This post originally appears in SmallGovCon
Despite a longstanding and very common misconception, the VA’s SDVOSB verification requirement doesn’t apply to non-VA SDVOSB contracts.
As the SBA Office of Hearings and Appeals recently reiterated, it was “simply not correct” to believe that a company was required to be verified in VetBiz to be awarded a non-VA SDVOSB contract.
Confusingly, the federal government currently runs two SDVOSB programs: one under the VA’s rules and the other under the SBA’s. The SBA’s program (which is the “original” SDVOSB set-aside program) is authorized by the Small Business Act, which is codified in Title 15 of the U.S. Code and implemented by the SBA in its regulations in Title 13 of the Code of Federal Regulations. The VA’s separate program is codified in Title 38 of the U.S. Code and implemented by the VA in Title 38 of the Code of Federal Regulations.
There are some important differences between the two programs. For example, the VA requires that the service-disabled veteran holding the highest officer position manage the company on a full-time basis; the SBA’s regulations do not. Following a 2013 Court of Federal Claims decision, the VA allows certain restrictions of a veteran’s ability to transfer his or her ownership, but that decision doesn’t necessarily apply to the SBA, which has held that “unconditional means unconditional,” as applied to transfer restrictions.

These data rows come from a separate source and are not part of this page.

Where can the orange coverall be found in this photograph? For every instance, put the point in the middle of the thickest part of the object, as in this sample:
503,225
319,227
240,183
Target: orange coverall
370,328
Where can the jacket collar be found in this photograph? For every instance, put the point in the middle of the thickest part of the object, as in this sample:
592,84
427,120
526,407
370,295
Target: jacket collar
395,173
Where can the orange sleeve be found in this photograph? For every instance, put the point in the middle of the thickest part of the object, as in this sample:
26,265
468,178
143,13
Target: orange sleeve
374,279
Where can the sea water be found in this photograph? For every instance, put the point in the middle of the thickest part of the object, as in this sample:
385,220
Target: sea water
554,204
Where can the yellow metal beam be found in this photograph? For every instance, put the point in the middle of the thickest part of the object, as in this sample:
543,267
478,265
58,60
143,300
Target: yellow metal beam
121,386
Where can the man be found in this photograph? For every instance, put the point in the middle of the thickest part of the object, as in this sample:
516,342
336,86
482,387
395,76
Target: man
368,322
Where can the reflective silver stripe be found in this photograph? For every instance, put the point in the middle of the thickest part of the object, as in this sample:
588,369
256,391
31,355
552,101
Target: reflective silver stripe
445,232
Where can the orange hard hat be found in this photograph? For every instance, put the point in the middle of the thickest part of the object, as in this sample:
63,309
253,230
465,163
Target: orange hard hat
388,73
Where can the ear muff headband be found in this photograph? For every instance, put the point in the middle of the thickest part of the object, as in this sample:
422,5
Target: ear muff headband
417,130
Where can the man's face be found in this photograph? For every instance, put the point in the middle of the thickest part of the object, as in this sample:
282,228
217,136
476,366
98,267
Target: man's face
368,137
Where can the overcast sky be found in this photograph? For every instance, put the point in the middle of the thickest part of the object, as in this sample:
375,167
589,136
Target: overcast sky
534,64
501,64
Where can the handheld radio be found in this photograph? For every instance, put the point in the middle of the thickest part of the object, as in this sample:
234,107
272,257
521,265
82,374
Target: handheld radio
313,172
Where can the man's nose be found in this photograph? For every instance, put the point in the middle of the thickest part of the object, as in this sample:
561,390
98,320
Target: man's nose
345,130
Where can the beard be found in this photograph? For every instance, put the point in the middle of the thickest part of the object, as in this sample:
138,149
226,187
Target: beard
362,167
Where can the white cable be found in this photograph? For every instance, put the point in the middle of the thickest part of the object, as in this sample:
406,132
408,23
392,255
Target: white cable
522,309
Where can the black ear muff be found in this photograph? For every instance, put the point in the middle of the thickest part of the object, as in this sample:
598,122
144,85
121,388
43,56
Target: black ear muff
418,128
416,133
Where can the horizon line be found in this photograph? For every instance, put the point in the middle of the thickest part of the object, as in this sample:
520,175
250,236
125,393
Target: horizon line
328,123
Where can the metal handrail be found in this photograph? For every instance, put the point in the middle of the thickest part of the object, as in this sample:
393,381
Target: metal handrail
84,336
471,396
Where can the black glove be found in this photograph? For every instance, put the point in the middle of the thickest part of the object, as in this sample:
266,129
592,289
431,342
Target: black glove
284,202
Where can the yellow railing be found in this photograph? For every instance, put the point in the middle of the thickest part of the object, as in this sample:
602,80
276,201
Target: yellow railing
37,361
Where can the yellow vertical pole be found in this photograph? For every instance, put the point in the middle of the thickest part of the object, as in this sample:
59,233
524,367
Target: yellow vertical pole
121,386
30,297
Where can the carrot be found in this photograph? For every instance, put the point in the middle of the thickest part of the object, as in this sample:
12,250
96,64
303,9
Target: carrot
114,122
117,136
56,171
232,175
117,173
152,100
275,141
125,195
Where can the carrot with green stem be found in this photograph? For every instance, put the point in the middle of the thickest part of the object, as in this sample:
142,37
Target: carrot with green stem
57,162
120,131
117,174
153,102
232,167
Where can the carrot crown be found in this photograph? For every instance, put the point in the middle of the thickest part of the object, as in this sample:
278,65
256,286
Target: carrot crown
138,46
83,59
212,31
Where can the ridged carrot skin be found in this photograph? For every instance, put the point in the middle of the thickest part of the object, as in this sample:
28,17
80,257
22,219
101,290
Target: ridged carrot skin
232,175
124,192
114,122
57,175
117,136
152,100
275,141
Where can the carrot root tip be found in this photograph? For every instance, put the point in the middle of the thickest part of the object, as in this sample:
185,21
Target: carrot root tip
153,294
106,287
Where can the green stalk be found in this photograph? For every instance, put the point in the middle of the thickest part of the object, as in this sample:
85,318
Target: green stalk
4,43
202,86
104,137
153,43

Following a change in the 2017 National Defense Authorization Act, many of the substantive differences between the two programs are going to be resolved. But one important difference will remain for the indefinite future: the VA’s program, as implemented in VAAR 852.219-11, requires that a company be formally verified to be awarded a VA SDVOSB contract. The SBA’s program, implemented in FAR 52.219-27, allows for self-certification of SDVOSB status.
That brings us to OHA’s recent decision in XtremeConcepts Systems, SBA No. VET-273 (2018). The XtremeConcepts case involved a Navy solicitation for program management support services. The solicitation was issued as a small business set-aside, but provided that certain task order under the resulting IDIQ contract could be restricted to SDVOSBs.
After evaluating competitive proposals, the Navy announced that award would be made to several companies. XtremeConcepts, a VA-verified SDVOSB, filed a protest against three of the awardees, including Ironclad Technology Services, LLC. XtremeConcepts contended that Ironclad and the two other companies were not SDVOSBs because they were not verified in the VA’s VetBiz database.
The SBA’s Office of Government Contracting noted that Ironclad had self-certified as an SDVOSB in SAM, and wrote that “a firm is not required to be registered in VetBiz” to pursue a non-VA SDVOSB contract.” The SBA dismissed the protest, and XtremeConcepts appealed to OHA.
OHA wrote that “only firms competing for VA contracts must be registered in the [VetBiz] database.” For non-VA procurements, “registration in the database, or receipt of any VA certification, is not required.”
Here, “VA did not conduct the instant procurement, so [XtremeConcept’s] protest in effect offered no reason at all to believe Ironclad is not an eligible [SDVOSB].” XtremeConcept “simply is not correct” to believe the “false premise Ironclad was required to have obtained VA certification in order to participate in the subject procurement.”
OHA denied the appeal.
For long-time SmallGovCon readers, this post may seem a little familiar. I wrote about a similar OHA decision way back in 2012, and have been highlighting the “two SDVOSB programs” ever since. But despite my best efforts, this misunderstanding remains very, very common. I doubt a week passes when I don’t speak to someone who believes that VA verification is required for non-VA SDVOSB contracts.
As the XtremeConcepts Systems case reiterates, it just isn’t.